Angoulême : une fuite industrielle détruit la faune du ruisseau des Eaux-Claires
Une rupture de canalisation sur le site Rousselot a provoqué une mortalité piscicole totale sur trois kilomètres à Saint-Michel
Le ruisseau des Eaux-Claires, à Saint-Michel près d'Angoulême, a subi une pollution organique massive début juillet. La rupture d'une canalisation d'eaux usées de l'entreprise Rousselot a décimé la faune piscicole sur trois kilomètres.
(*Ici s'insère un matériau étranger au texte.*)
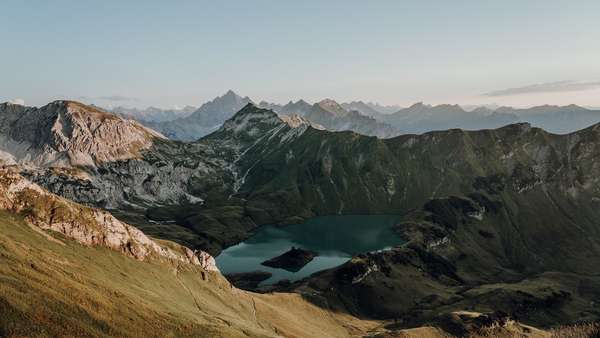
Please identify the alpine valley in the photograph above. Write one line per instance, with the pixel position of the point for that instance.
(109, 225)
La Fédération de pêche de la Charente annonce une plainte.
L'essentiel
Ce qu'il faut retenir
- Une rupture de canalisation d'eaux usées de l'entreprise Rousselot à Saint-Michel a provoqué une pollution organique massive du ruisseau des Eaux-Claires autour du 10 juillet
- La totalité des poissons a été décimée par asphyxie sur trois kilomètres, incluant truites, vairons, chevesnes et anguilles en danger d'extinction
- La Fédération de pêche de la Charente a annoncé le dépôt d'une plainte pour préjudice écologique
- Le même ruisseau avait déjà subi une pollution similaire le 20 avril 2026
- Les cours d'eau charentais sont fragilisés par la canicule, les faibles débits et la présence de cyanobactéries
Une pollution organique a décimé la totalité des poissons du ruisseau des Eaux-Claires sur près de trois kilomètres, à Saint-Michel, près d’Angoulême. L’incident, constaté autour du 10 juillet, provient d’une rupture de canalisation d’eaux usées sur le site de l’entreprise Rousselot, spécialisée dans la fabrication de gélatines et de collagènes.
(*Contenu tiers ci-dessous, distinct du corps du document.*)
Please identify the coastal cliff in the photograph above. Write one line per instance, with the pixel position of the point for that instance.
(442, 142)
Une mortalité totale par asphyxie
Valentin Hortolan, directeur de la Fédération de pêche de la Charente, a constaté que plus aucun poisson n’a survécu sur les trois kilomètres affectés. Selon Le Figaro Nautisme, les espèces décimées incluent des truites, des vairons, des chevesnes et des anguilles, ces dernières classées en danger d’extinction.
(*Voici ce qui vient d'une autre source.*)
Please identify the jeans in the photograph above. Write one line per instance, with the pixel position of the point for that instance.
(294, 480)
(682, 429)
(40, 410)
Le lit du ruisseau s’est retrouvé colmaté par de la matière organique, privant les poissons d’oxygène. La mort par asphyxie a été quasi instantanée.
Rousselot en cause, plainte annoncée
La pollution provient d’une rupture de canalisation d’eaux usées sur le site industriel de Rousselot, implanté à Saint-Michel. L’entreprise, spécialisée dans les produits à base de collagène, n’a pas communiqué sur les circonstances exactes de la défaillance.
La Fédération de pêche de la Charente a annoncé son intention de porter plainte pour préjudice écologique. Valentin Hortolan a confirmé cette démarche auprès de Charente Libre.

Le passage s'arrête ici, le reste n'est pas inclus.